Encouraging children and young adults to read independently can be challenging. Our students have a number of competing demands, pressures and distractions. Dr Margaret Merga (2023) advocates for the importance of teachers and parents working together to encourage independent reading. She considers two key concepts that hinder this: expired expectations and orphaned responsibilities. Expired expectations are where students believe that once they have learned the mechanics of reading, they are no longer expected to read independently. Orphaned responsibilities is the idea that once students have learned how to read, parents view it as the responsibility of teachers, and teachers view it as the responsibility of parents (Merga, 2023). 

At Concordia College our teachers do expect students to read independently and provide opportunities for students to read for pleasure, but we also know that our parents support and encourage independent reading. However, finding opportunities to make this happen or ways to encourage reluctant or disengaged readers can be difficult.

I know that in my experience as a parent, in my daughter's infancy it was easy to make time to read to her, but the older she got, the harder it got. My long days at work meant long days at OSHC for her. Battling with an over-tired child to read her reader was counter productive. Her reading journey was a little different – many of SA’s children’s authors have watched her grow up and she’s been to more book launches than birthday parties. Occasionally she would read, but it was not her first love, especially during high school. Now, at nearly 21, she is an avid reader (and book hoarder) – stick with it parents, the constant immersion and opportunities we provide do pay off!

Why encourage reading? Some research evidence…
  • “Strongly linked to progress in vocabulary” (Sullivan & Brown, 2015)
  • “Substantial link to progress in mathematics” (Sullivan & Brown, 2015)
  • Increases reading comprehension (Torppa et al., 2020)
  • “better readers are more proficient at accessing information online.” (Merga, 2023)
  • “Science performance is highly affected by students’ reading comprehension” (Neri et al., 2021)
  • Reading develops positive social skills like empathy and perspective taking (Merga,2023)
  • Reading fiction helps people to develop higher levels of empathy. (Mar et al., 2009, p. 420)
  • Reading creates compassionate citizens (Merga, 2023)
  • Reading provides you with relaxation, enjoyment and escape from the things that stress you – it is good for your wellbeing (Clark & Picton, 2020)
  • Reading reduces hyperactivity and attention issues (Mak & Fancourt, 2020)
  • Reading helps you through difficult times in your life (Scholastic, 2019)

Click to view a 'Benefits of Reading' document outlining some of the ways reading benefits different areas on one's health and wellbeing.

Strategies to encourage reading at home…
  • Be seen to read.
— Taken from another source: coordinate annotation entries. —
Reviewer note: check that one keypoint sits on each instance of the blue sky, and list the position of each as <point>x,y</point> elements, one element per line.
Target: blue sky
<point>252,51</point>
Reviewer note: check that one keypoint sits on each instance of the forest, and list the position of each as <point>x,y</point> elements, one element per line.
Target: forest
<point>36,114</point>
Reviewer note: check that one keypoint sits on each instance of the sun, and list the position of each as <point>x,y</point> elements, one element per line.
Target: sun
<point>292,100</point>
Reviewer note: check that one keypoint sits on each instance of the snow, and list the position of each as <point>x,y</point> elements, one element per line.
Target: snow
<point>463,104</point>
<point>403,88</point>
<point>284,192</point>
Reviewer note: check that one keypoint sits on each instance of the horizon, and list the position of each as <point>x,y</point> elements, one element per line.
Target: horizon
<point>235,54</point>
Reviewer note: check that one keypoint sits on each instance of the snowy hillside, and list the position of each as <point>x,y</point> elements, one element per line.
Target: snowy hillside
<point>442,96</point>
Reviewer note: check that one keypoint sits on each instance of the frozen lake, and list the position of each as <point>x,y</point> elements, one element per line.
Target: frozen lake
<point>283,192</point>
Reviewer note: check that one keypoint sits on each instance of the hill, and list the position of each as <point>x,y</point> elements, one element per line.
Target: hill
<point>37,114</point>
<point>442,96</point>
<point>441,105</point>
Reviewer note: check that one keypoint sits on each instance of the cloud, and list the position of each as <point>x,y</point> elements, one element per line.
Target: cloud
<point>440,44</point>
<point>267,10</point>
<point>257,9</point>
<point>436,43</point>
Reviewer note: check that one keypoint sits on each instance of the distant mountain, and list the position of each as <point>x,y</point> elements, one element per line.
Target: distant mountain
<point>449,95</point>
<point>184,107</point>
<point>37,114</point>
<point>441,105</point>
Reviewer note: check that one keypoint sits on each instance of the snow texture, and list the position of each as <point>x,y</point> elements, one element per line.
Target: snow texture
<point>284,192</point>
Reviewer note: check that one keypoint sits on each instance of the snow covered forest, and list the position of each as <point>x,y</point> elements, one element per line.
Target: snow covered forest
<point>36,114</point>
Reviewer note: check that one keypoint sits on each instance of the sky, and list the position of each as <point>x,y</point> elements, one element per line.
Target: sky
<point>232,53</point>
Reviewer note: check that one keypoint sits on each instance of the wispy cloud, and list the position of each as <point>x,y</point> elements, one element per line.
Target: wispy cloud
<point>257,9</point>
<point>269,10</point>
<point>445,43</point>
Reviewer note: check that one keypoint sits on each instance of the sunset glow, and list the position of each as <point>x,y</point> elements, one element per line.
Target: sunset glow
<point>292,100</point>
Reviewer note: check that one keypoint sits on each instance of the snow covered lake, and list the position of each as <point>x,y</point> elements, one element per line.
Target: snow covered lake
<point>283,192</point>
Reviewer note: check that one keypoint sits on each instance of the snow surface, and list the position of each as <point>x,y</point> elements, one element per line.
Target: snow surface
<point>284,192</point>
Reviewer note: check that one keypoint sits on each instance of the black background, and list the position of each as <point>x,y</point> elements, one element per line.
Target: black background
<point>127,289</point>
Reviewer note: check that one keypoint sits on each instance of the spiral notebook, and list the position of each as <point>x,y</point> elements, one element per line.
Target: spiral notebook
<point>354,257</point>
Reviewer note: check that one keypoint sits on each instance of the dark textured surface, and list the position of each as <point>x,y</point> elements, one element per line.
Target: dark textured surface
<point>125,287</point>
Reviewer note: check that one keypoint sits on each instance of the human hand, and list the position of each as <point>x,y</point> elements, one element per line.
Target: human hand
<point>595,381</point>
This is my favourite strategy (excuse)! It gives you a legitimate reason to read a book for your pleasure! Children are more likely to do as we do rather than what we tell them to do.
  • Make time to read as a family.
  • Listen to audiobooks while travelling in the car.
  • Visit public libraries and bookshops together.
  • Have a “reading party” – Each child and adult grabs a book, stay in PJs, have a platter of healthy snacks, stay in bed or on the couch and read together.
  • Read to them at bedtime.
  • Have a set reading time.
  • Encourage “Sneaky reads” e.g. reading while in waiting rooms, bus stops, travelling in the car, etc.
  • Talk to them about the books they are reading. What are they enjoying? What has it made them think, feel or wonder?

National Reading Month

May is National Reading Month and National Get Caught Reading Month.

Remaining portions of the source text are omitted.